Detrás de su personalidad inclinada a agradar siempre, bondadosa y servicial se esconde una dolorosa herida: la falta de amor hacia sí mismos. Un sentimiento que buscan desesperadamente entre quienes ayudan, volviéndose individuos muy dependientes emocionalmente. Esta es la razón por la que con el tiempo aflora su oscuridad en forma de reproches, sintiéndose dolidos y tristes por no recibir afecto y agradecimiento a cambio de los servicios prestados. En algunos casos extremos terminan estallando agresivamente, echando en cara todo lo que han hecho por los demás. También utilizan el chantaje emocional, el victimismo o la manipulación para hacer sentir culpables a quienes han ayudado, esperando así obtener el amor que creen que merecen y necesitan para sentirse bien consigo mismos.

Si das para recibir, es cuestión de tiempo que acabes echando en cara lo que has dado por no recibir lo que esperabas”
Erich Fromm
El punto de inflexión de estos ayudadores compulsivos comienza el día que deciden adentrarse en un terreno tan desconocido como aterrador: la soledad y la introspección, poniendo su empatía al servicio de sus propias necesidades. Solo así superan su adicción y dependencia por el amor del prójimo, volviéndose mucho más autosuficientes emocionalmente. Solo así logran poner límites a su ayuda –sabiendo decir “no”–, sin sentirse culpables o egoístas por priorizarse a sí mismos cuando más lo necesiten.

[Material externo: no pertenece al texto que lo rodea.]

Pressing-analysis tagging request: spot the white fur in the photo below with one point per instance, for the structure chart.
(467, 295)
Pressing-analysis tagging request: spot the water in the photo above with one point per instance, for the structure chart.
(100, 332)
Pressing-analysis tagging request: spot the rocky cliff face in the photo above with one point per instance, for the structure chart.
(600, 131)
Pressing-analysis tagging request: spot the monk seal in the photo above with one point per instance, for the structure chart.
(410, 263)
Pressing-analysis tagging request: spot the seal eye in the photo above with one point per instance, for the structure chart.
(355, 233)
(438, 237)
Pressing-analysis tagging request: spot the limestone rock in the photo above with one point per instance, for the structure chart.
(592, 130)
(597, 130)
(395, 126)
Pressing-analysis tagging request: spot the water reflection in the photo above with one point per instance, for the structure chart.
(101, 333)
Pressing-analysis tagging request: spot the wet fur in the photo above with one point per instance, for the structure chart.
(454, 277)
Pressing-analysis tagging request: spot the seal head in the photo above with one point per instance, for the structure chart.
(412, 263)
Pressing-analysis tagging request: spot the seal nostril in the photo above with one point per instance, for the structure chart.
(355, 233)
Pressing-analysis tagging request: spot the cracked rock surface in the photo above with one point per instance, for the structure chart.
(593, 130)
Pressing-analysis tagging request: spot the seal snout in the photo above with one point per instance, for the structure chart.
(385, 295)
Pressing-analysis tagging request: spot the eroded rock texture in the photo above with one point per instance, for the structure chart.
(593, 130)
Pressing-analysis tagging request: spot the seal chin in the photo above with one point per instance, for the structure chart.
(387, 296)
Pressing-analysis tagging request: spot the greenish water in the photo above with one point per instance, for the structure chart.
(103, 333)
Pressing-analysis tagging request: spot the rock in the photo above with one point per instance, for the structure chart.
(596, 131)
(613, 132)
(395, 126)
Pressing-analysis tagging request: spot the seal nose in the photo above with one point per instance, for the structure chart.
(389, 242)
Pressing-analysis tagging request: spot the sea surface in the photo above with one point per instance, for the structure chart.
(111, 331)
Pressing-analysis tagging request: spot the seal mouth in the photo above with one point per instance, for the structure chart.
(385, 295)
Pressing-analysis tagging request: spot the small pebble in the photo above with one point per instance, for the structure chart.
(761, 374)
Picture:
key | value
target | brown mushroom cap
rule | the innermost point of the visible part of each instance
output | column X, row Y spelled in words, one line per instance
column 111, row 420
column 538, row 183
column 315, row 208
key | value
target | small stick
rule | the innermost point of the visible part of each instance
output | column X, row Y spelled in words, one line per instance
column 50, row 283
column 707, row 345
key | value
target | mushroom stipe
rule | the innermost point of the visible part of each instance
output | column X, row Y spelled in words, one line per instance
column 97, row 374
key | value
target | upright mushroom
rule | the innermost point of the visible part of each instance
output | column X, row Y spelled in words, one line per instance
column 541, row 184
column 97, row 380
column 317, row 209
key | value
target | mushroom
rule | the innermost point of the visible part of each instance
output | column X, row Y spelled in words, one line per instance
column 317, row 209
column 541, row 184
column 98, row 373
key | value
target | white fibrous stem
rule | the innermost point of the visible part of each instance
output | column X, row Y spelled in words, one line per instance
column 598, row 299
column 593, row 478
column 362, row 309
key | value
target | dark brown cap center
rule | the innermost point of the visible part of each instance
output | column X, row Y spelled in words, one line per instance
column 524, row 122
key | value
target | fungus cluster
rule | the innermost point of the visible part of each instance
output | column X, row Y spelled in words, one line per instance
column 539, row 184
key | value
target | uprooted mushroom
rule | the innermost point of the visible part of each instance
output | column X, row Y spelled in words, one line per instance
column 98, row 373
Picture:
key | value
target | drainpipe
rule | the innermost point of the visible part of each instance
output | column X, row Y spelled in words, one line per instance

Antes de volver a ayudar a alguien, puede ser interesante que se pregunten lo que les mueve a hacerlo, comprendiendo el patrón inconsciente que se oculta detrás de sus buenas intenciones. De este modo, dejarán de acumular sentimientos negativos hacia aquellos que no les devuelven los favores prestados. A su vez, también pueden recordarse que cada persona es capaz de asumir su propio destino, aprendiendo a resolver sus problemas por sí misma.
En este sentido, es fundamental que comprendan que nadie hace feliz a nadie, puesto que la felicidad se encuentra en el interior de cada ser humano. Lo cierto es que este bienestar interno es el motor del verdadero amor, desde el que las personas dan lo mejor de sí mismas sin esperar nada a cambio. En vez de comportarse como buenos samaritanos, su gran aprendizaje consiste en ser personas felices. Es entonces cuando comprenden que dar puede resultar la verdadera recompensa.